There were no further alarms for England with Harry Brook unbeaten on 14 and captain Ben Stokes on 24 not out.
England had launched into Australia’s bowling post-lunch and rocketed to 239-2. Crawley led a partnership of 121 from 152 balls with Moeen Ali, then 109 from 86 with Root at tea in a partnership which would grow to 206.
Crawley scored 106 on his own in the middle session.
Ali showed his versatility by scoring 54 at No. 3
England has to win here to keep the series alive, and warned Australia beforehand that it would try to force a quick result because Saturday’s play may be lost to forecasted rain. If England doesn’t win, Australia will retain the Ashes.
With that in mind, England added an entertaining 178 runs after lunch from 25 overs at more than seven per over.
The Australians were befuddled, especially expensive Cummins. Mitchell Starc finished the day on 2-74.
England’s first 100 took 22.1 overs. The second 100 took 13.2 overs.
Ali came out of test retirement for the series as emergency spin cover, then volunteered to bat at No. 3 when Ollie Pope was injured out of the series. Ali made it his job to give Root and Brook distance from the new ball and excelled with his first test fifty in 4 1/2 years.
He was dropped on 53 but out one run later at 130-2 when he hit Starc in front of square and gave Usman Khawaja a two-hand diving catch.

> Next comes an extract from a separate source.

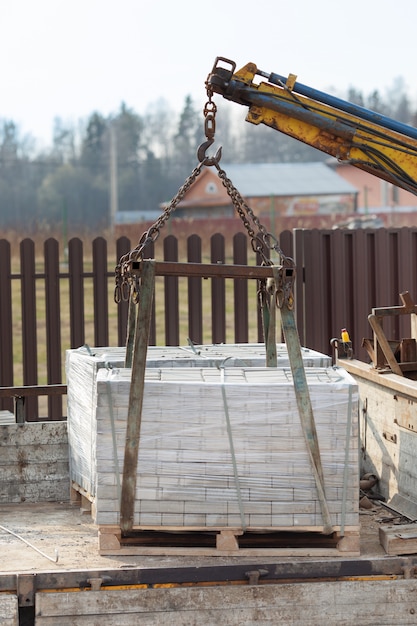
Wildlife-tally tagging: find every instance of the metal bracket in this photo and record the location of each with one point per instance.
(255, 575)
(26, 589)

That brought in Root, who smacked the first ball he faced from Starc to the boundary.
Crawley reached a streaky century with lots of edged shots from 93 balls, the second fastest by an England opener in test history. The only quicker one was his own off 86 balls last year in Pakistan.
He and Root were so comfortable on a slow pitch against an aging ball that they hit sixes close to the interval.
Root reverse-ramped Marsh over deep third and Crawley slog-swept Travis Head over cow corner.